Frontiers in Neuroinformatics (Jul 2011)
On the influence of amplitude on the connectivity between phases
Abstract
In recent studies, functional connectivities have been reported to display characteristics of complex networks that have been suggested to concur with those of the underlying structural, i.e. anatomical, networks. Do functional networks always agree with structural ones? In all generality, this question can be answered with no: for instance, a fully synchronized state would imply isotropic homogeneous functional connections irrespective of the ‘real’ underlying structure. A proper inference of structure from function and vice versa requires more than a sole focus on phase synchronization.
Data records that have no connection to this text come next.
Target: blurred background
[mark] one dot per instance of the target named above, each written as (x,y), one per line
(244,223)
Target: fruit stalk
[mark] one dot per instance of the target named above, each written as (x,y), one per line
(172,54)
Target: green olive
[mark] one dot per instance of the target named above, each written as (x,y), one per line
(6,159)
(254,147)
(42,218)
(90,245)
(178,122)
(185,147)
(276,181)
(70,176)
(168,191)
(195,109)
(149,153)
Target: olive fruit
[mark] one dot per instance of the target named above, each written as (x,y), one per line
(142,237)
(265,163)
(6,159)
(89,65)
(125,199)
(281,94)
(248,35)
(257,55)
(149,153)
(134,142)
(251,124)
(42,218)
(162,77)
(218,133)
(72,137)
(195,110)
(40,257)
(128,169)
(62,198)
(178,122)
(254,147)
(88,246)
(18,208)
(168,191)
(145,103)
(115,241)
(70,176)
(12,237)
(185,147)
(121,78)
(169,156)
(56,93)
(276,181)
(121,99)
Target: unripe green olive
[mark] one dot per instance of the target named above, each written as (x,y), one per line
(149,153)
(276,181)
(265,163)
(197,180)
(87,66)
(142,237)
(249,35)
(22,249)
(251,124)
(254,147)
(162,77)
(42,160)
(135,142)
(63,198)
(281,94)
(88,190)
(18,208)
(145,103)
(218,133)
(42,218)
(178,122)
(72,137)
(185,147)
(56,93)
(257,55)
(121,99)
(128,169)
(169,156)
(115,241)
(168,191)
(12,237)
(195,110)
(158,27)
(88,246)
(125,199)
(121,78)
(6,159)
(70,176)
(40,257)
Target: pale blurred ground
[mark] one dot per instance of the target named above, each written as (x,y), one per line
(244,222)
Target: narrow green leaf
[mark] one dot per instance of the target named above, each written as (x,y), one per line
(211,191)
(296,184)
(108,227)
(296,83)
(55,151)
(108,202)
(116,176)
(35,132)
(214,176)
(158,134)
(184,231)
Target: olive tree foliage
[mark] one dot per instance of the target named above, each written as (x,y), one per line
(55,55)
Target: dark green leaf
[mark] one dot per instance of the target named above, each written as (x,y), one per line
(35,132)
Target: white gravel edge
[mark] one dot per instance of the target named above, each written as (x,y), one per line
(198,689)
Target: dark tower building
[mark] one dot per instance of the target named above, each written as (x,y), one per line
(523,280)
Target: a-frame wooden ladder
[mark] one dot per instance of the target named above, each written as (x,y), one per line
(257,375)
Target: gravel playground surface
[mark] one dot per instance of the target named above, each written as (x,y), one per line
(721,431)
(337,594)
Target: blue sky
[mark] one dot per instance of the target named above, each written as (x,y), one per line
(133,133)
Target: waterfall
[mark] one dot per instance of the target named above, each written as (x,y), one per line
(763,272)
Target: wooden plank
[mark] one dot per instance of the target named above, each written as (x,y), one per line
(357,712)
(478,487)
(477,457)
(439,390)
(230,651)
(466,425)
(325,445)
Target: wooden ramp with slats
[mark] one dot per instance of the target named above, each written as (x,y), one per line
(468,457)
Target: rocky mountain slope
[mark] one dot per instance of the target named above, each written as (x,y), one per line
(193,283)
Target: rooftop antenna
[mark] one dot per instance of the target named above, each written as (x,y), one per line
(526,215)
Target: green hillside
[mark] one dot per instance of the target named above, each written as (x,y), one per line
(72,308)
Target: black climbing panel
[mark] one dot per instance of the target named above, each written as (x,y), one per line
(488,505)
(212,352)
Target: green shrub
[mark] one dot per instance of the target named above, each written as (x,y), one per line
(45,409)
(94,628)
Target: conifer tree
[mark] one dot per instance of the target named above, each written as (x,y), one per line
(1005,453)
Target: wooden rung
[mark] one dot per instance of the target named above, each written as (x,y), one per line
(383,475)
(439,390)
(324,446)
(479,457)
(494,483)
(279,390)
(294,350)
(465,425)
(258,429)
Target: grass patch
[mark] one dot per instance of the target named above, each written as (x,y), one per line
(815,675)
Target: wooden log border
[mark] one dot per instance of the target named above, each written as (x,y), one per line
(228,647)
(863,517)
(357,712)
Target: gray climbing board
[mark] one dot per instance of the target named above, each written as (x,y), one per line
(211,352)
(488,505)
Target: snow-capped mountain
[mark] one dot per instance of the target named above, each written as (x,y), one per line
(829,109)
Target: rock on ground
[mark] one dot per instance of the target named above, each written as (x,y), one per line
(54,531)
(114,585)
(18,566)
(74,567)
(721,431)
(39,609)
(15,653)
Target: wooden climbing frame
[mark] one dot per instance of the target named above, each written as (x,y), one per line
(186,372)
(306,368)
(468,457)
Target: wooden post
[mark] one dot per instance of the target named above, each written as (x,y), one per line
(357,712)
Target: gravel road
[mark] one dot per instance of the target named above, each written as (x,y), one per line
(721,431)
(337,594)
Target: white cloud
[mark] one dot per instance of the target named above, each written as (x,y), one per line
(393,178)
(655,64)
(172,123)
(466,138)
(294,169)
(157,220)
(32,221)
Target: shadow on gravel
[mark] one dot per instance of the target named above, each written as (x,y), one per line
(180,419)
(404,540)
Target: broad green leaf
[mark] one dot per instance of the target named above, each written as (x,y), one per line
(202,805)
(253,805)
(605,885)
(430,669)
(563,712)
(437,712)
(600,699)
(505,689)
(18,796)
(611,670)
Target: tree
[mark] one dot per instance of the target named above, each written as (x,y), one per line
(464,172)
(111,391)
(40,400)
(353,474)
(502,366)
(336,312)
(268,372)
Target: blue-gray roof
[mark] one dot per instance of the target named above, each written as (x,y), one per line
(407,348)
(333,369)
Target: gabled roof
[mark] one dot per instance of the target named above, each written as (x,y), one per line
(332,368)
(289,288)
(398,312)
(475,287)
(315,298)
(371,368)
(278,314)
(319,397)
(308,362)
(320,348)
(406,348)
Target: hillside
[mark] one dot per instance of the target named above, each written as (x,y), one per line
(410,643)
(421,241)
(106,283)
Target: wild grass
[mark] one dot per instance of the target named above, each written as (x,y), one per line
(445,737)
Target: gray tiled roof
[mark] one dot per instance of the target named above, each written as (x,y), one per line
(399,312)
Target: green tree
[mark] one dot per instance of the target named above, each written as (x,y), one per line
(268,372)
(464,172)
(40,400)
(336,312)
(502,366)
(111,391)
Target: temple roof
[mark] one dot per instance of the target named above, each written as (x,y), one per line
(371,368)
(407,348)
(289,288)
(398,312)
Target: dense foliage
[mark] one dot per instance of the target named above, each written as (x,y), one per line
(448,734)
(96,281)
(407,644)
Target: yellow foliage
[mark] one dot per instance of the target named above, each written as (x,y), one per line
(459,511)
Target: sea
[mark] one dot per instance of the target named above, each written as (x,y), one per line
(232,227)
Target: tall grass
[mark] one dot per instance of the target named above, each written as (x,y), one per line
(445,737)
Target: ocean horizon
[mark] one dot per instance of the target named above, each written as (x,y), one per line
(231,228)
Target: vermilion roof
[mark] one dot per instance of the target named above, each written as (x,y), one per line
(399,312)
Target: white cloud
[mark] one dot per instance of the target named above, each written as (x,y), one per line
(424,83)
We show that functional connectivity critically depends on amplitude variations, which implies that, in general, phase patterns should be analyzed in conjunction with the corresponding amplitude. We discuss this issue by comparing the phase synchronization patterns of interconnected Wilson-Cowan models vis-à-vis Kuramoto networks of phase oscillators. For the interconnected Wilson-Cowan models we derive analytically how connectivity between phases explicitly depends on the generating oscillators’ amplitudes. In consequence, the link between neurophysiological studies and computational models always requires the incorporation of the amplitude dynamics. Supplementing synchronization characteristics by amplitude patterns, as captured by, e.g., spectral power in M/EEG recordings, will certainly aid our understanding of the relation between structural and functional organizations in neural networks at large.